In one study from Harvard Medical School, researchers found, as expected, much of the deceleration between 2009 and 2011 was driven by the recession, which caused many to lose employer-sponsored health insurance. That led many to seek less care and pay for what care they did receive out of pocket, while shifting some of the cost of the uninsured onto group plans. But the authors found that although Americans paid more out of pocket for their care, the costs of that care grew more slowly than it had previously.
A separate Harvard study found that the lower spending growth trend, amounting to $514 billion or 16 percent less than CMS actuaries predicted for years 2003 through 2012, began well before the recession, such that job market factors and government payment cuts could only account for 45 percent of the savings. They determined if certain factors continue — reduced drug and imaging technology development paired with higher efficiency and patient cost-sharing — government healthcare spending over the next 10 years could be $770 billion less than current predictions.

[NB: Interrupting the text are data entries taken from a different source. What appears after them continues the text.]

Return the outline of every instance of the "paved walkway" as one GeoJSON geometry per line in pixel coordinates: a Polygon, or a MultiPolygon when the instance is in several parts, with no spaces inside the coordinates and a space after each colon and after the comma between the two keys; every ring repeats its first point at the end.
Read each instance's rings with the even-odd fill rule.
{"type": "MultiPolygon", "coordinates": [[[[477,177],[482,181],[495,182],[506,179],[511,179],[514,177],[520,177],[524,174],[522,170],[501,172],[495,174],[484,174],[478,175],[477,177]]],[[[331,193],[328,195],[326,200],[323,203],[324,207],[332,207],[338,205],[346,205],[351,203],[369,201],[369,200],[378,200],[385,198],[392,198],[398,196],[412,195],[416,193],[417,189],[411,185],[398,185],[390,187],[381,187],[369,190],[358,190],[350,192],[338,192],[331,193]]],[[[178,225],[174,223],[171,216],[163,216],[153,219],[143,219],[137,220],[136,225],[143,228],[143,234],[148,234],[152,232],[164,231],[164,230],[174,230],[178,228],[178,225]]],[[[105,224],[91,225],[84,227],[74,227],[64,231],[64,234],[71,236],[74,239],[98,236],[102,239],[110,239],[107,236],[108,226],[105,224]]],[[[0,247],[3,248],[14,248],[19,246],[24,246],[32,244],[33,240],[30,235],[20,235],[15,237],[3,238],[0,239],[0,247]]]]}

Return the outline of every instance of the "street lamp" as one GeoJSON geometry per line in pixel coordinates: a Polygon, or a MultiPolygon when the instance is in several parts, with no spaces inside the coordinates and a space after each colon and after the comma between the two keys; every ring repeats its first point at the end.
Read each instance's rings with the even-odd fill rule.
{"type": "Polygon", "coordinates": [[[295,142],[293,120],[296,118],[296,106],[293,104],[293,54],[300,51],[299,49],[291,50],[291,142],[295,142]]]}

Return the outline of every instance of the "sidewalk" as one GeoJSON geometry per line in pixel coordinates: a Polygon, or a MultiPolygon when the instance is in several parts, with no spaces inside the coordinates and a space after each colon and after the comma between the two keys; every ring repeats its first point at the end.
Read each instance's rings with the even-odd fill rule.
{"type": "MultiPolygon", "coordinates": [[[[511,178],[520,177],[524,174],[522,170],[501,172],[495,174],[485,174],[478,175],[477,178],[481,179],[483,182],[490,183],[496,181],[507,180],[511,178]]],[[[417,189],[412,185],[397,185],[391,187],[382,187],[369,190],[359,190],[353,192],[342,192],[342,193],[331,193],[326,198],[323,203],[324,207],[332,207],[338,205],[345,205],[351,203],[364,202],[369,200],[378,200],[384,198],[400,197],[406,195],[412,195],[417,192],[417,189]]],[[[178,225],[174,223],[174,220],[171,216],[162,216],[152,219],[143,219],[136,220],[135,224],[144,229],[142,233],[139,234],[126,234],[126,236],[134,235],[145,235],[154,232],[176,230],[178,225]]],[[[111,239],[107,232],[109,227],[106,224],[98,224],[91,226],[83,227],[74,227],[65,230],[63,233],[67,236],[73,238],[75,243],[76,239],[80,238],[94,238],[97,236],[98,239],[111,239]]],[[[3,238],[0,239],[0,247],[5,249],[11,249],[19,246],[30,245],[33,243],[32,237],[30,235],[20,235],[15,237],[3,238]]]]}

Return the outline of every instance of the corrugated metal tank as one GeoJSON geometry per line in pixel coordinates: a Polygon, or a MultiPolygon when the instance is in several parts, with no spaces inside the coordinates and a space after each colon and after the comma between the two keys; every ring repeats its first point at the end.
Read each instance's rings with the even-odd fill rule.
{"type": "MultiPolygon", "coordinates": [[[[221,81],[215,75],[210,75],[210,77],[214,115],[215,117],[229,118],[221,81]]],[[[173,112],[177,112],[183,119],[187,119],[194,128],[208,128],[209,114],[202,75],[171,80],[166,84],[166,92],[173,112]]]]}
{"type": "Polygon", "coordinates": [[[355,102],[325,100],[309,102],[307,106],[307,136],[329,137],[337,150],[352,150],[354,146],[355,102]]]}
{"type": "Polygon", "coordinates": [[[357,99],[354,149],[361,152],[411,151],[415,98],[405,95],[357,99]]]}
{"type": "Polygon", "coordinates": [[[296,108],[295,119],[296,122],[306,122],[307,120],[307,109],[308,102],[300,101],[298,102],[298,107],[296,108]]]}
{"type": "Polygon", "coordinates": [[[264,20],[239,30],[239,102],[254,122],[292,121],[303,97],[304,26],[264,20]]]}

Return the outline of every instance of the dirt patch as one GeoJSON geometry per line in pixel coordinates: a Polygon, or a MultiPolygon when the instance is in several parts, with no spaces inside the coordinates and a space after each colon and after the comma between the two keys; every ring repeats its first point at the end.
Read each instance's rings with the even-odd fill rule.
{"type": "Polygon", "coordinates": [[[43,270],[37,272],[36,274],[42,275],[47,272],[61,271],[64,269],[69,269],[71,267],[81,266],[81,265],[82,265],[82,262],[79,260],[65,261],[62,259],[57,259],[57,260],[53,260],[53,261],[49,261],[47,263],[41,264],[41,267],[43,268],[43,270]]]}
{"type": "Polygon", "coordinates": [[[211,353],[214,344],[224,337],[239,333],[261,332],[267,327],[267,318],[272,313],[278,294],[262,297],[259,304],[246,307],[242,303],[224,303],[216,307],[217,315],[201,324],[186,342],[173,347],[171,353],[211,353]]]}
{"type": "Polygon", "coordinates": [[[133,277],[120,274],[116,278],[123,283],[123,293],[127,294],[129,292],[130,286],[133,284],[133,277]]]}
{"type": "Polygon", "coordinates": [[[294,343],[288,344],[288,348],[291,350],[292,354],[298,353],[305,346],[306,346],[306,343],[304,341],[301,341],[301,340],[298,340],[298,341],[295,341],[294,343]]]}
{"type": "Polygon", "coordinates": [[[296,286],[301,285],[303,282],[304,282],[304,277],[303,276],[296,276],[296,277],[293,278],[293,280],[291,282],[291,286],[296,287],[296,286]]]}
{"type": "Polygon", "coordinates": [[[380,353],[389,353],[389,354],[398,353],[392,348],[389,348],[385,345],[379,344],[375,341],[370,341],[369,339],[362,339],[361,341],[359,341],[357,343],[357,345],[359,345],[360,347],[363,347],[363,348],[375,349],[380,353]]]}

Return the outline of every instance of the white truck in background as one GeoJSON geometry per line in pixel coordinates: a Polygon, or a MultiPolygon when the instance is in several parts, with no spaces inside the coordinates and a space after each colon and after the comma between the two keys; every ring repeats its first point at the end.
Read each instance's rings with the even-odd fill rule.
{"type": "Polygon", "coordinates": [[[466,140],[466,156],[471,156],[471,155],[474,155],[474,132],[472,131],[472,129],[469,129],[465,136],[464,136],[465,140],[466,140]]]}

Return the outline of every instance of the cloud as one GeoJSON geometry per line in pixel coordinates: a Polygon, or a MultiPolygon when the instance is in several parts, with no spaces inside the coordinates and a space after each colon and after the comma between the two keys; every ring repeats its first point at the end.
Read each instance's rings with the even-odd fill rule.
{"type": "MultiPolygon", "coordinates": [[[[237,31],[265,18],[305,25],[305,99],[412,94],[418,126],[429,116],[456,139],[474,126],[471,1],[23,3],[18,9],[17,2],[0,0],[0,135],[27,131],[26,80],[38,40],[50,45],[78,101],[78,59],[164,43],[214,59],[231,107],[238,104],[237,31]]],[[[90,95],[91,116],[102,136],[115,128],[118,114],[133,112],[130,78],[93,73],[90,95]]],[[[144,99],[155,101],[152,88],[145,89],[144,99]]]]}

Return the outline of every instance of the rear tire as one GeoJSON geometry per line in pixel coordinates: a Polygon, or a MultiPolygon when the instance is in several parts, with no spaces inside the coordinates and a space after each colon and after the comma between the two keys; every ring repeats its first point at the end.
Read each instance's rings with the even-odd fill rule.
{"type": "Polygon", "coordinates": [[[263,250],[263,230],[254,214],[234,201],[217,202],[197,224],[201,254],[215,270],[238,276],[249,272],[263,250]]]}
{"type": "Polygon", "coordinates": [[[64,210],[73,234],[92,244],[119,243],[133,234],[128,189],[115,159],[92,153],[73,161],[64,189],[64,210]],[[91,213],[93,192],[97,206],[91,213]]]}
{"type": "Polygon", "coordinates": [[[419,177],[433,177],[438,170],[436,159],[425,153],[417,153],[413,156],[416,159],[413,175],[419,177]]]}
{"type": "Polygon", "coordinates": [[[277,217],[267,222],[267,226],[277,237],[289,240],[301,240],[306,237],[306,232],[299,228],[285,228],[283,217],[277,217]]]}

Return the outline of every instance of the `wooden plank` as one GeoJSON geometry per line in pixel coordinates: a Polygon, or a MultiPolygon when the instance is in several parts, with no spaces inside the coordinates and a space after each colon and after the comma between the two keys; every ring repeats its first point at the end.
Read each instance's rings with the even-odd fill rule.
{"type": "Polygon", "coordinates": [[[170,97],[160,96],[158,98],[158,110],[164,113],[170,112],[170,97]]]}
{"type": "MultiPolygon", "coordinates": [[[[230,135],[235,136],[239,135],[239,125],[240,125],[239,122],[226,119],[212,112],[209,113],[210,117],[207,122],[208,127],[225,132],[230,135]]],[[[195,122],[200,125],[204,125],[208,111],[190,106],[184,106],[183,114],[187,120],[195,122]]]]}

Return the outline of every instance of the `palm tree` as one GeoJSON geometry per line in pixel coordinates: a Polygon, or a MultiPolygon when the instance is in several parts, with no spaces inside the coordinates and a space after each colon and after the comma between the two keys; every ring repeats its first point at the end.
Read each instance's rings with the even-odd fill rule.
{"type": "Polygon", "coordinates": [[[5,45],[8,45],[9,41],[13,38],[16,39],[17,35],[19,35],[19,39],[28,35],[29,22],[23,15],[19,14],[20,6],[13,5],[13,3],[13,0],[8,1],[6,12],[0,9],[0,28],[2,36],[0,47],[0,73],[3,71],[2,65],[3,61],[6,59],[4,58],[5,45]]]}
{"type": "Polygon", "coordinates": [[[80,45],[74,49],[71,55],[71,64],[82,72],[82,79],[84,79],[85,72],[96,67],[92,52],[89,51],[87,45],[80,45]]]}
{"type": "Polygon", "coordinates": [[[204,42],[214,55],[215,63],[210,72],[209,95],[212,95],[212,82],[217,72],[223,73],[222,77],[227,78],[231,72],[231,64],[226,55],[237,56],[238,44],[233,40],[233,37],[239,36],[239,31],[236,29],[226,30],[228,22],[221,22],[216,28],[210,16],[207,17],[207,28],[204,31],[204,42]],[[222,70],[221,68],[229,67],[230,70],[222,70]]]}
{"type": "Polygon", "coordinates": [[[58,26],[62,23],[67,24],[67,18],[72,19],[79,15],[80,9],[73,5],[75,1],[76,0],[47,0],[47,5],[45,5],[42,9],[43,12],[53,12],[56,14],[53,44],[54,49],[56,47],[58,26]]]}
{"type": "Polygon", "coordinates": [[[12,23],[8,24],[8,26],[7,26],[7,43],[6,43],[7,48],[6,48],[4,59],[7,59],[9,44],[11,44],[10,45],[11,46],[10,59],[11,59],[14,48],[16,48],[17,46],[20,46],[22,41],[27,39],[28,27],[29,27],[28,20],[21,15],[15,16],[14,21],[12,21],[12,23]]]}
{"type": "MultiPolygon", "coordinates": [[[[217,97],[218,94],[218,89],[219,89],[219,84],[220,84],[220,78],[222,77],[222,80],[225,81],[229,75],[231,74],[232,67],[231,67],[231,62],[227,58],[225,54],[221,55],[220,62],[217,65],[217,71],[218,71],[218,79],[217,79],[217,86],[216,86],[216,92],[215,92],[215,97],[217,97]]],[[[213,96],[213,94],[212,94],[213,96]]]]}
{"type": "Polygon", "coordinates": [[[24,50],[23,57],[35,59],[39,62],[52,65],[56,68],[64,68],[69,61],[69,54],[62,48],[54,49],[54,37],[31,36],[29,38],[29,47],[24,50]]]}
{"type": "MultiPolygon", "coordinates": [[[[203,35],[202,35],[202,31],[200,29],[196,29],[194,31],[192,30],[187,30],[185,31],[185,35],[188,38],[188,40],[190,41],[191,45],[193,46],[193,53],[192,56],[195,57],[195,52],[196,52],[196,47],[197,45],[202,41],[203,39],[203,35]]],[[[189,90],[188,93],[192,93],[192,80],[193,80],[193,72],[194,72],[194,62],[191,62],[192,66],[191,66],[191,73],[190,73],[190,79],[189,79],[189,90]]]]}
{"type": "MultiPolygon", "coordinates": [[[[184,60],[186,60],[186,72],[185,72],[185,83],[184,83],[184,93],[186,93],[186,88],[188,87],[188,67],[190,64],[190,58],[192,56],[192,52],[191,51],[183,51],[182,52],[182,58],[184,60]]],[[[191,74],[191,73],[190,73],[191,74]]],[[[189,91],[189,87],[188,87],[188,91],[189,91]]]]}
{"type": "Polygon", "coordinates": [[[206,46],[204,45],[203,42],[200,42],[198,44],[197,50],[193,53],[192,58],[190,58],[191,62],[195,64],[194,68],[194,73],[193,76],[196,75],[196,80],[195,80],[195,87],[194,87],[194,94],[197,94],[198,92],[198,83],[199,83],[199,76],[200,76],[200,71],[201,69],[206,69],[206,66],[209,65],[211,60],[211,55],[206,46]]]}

Some skeptics say the data is not proof the problem with healthcare cost inflation is near a fix. A report co-authored by the Kaiser Family Foundation, Temple University and the Altarum Institute released last month found economic inflation and growth has explained 85 percent of healthcare spending growth since 1965. The authors estimated the economic downturn was 77 percent responsible for the latest slowdown, and they expressed doubt the change would be permanent.